Я подумала, что это конец: с глухим стуком он враскорячку свалился и ударился головой, руки-ноги разметались по моему одеялу, а приоткрытые губы поцеловали лед. Колонна узников перешагивала через нас. Мое лицо обмахивали юбки и пальто. Люди старались не задевать нас башмаками, особую осторожность проявляли захромавшие, но все без исключения прибавляли шагу, заслышав предупредительные выстрелы. Мы замерли без движения.
Я зашептала Феликсу: так нельзя, не смей умирать. А если уж этого не избежать, то постарайся хотя бы, чтобы я этого не видела, а если придется умереть у меня на глазах, то хотя бы дождись, чтобы у меня отказали все чувства. Он закашлялся, и снег у его рта окрасился алым. Наверно, в тот миг мне нужно было его поцеловать – от Бруны. Но не успела я собраться с духом, как ему на шею опустилась чья-то нога. Ботинок просил каши и будто расплывался в ухмылке, сквозь которую виднелся носок. Я остановила сердце. Хочу верить, остановила я и сердце Феликса. Но веки подрагивали.
Над нами вздыхал Таубе. Он убрал ботинок с шеи Феликса. Потом нагнулся за картофелиной, надкусил, глубоко вонзившись в нее зубами, – и с отвращением ругнулся.

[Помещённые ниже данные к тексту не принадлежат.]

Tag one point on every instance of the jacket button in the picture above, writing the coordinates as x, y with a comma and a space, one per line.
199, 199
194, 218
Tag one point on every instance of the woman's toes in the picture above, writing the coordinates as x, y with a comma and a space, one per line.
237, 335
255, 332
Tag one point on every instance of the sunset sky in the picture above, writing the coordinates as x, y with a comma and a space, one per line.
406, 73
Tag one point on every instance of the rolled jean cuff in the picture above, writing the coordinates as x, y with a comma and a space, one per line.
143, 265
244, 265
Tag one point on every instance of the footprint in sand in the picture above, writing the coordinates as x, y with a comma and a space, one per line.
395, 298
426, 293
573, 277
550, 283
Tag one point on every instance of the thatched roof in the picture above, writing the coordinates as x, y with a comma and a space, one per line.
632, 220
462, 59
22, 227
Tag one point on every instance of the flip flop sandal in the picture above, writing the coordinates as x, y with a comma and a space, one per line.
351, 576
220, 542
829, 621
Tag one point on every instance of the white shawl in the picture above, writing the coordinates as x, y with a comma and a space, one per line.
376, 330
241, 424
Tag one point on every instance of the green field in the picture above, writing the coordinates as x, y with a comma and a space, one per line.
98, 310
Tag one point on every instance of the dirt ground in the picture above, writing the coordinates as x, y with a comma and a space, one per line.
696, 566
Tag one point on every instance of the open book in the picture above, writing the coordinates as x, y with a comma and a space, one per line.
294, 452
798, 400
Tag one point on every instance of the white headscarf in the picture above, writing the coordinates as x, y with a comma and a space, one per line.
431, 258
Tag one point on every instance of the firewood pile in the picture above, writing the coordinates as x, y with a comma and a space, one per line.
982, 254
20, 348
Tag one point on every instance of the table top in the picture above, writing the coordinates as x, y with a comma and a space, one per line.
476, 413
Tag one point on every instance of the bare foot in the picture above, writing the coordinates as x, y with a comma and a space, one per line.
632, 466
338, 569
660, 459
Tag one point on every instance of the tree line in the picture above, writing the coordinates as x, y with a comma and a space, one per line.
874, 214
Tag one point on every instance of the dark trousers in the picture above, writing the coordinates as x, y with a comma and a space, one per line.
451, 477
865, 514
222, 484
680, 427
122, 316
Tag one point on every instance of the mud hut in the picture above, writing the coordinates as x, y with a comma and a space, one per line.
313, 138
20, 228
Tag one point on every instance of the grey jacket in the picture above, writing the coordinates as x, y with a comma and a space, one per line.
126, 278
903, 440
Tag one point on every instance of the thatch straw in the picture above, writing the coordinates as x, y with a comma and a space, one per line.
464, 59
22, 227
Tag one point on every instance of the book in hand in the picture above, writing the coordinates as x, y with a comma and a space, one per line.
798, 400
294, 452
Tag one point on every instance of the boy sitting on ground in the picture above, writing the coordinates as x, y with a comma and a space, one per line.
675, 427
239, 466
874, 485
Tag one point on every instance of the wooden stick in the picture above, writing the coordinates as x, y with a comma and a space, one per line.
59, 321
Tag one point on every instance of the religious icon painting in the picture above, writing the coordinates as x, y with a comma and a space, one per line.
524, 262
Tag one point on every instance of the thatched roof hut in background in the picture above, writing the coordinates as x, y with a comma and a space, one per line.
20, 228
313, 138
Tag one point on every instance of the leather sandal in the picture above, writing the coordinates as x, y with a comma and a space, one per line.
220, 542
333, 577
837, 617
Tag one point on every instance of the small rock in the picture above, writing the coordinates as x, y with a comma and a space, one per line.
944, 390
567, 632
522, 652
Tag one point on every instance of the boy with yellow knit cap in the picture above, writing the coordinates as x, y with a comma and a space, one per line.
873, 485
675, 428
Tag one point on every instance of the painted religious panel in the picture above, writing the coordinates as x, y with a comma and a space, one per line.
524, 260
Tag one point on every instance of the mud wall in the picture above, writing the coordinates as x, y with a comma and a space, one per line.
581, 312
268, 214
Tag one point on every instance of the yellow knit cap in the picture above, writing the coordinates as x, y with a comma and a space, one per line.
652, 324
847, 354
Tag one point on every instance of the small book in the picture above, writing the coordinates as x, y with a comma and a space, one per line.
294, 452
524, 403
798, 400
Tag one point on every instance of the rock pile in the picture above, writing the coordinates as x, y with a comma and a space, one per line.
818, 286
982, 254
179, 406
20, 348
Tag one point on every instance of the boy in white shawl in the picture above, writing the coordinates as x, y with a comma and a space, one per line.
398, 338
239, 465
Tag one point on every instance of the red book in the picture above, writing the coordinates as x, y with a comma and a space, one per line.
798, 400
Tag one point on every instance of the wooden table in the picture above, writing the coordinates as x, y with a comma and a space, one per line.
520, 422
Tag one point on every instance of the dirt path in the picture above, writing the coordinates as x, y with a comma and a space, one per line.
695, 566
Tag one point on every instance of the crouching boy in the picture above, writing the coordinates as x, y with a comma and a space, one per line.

– Гнилье! – объявил он и выпустил картофельный плевок на мою обритую голову.
Как видно, картошка оказалась не таким уж гнильем, потому что он откусил еще. И опять выплюнул. Угодил Феликсу в лоб. Таубе вновь повторил те же самые действия, потом еще. Теплые сгустки падали нам на щеки, на спину и рядом, на снег. Казалось, этой картофелины хватит до скончания века.
Потом чей-то голос окликнул Таубе с другого конца поля. Его зверства потребовались в другом месте. Нагнувшись, он обнюхал наши лица, определил вне всякого сомнения, что мы живы, а после с прощальным плевком отвернулся.